= 1818 in science =

The year 1818 in science and technology involved some significant events, listed below.

==Astronomy==
- January 3 (21:52 UTC) – Venus occults Jupiter, last occultation of one planet by another before 22 November 2065.

==Chemistry==
- Pierre Joseph Pelletier and Joseph Bienaimé Caventou isolate the alkaloid strychnine in Paris.
- Louis Jacques Thénard discovers hydrogen peroxide.

==Exploration==
- John Ross sets sail in search of the Northwest Passage.

==Medicine==
- September 25 – In London, Dr James Blundell carries out the first blood transfusion using human blood.
- In London, the East India Company enters into an agreement by which those of its servants certified insane in India might be cared for in a private lunatic asylum, Pembroke House in Hackney, run at this time by Dr George Rees, an early example of enlightened corporate provision in the history of psychiatric care.
- Jean Esquirol produces reports urging greater medicalization in the treatment of insanity in France.
- Carl Ferdinand von Graefe publishes his pioneering work on rhinoplasty, Rhinoplastik.

==Meteorology==
- Luke Howard begins publication of The Climate of London, the first book on urban climatology in English, presenting new thinking on atmospheric electricity and the causes of precipitation.
- Alexander Adie patents the sympiesometer.

==Physics==
- July 29 – French physicist Augustin-Jean Fresnel submits his prizewinning "Memoir on the Diffraction of Light" to the French Academy of Sciences, precisely accounting for the limited extent to which light spreads into shadows, and thereby demolishing the oldest objection to the wave theory of light.

==Technology==
- January 2 – Institution of Civil Engineers inaugurated in London.
- January 12 – The Dandy horse (Laufmaschine bicycle) is invented by Karl Drais in Mannheim.
- February 3 – Jeremiah Chubb is granted a patent for the Chubb detector lock.
- April 6 – Heinrich Stölzel and Friedrich Blühmel patent the first brass instrument valve.
- December – Denis Johnson of London patents his "pedestrian curricle", a form of dandy horse.
- Shipbuilder Thomas Morton of Leith, Scotland, invents the patent slip.
- Rev.

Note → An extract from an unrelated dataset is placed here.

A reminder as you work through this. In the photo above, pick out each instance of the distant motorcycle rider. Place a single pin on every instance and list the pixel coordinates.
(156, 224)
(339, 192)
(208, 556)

Robert Stirling builds the first practical version of his Stirling engine.
- Adam Ramage files a United States patent for an improved printing press.

==Publications==
- Benjamin Silliman begins publishing the American Journal of Science, concentrating on geology; by the 21st century it will be the longest-running scientific journal issued in the United States.

==Awards==
- Copley Medal: Robert Seppings

==Births==
- April 8 – August Wilhelm von Hofmann (died 1892), German chemist.
- May 1 – Lyon Playfair (died 1898), Scottish chemist.
- June 29 – Angelo Secchi (died 1878), Italian astronomer.
- July 1 – Ignaz Semmelweis (died 1865), Hungarian physician.
- August 1 – Maria Mitchell (died 1889), American astronomer.
- September 27 – Hermann Kolbe (died 1884), German chemist.
- December 24 – James Prescott Joule (died 1889), English physicist.

==Deaths==
- July 28 – Gaspard Monge (born 1746), French mathematician.
- August 11 – Ivan Petrovich Kulibin (born 1735), Russian inventor.
- Bryan Higgins (born 1741), Irish-born chemist.
- William Jones (born c. 1745), English lepidopterist.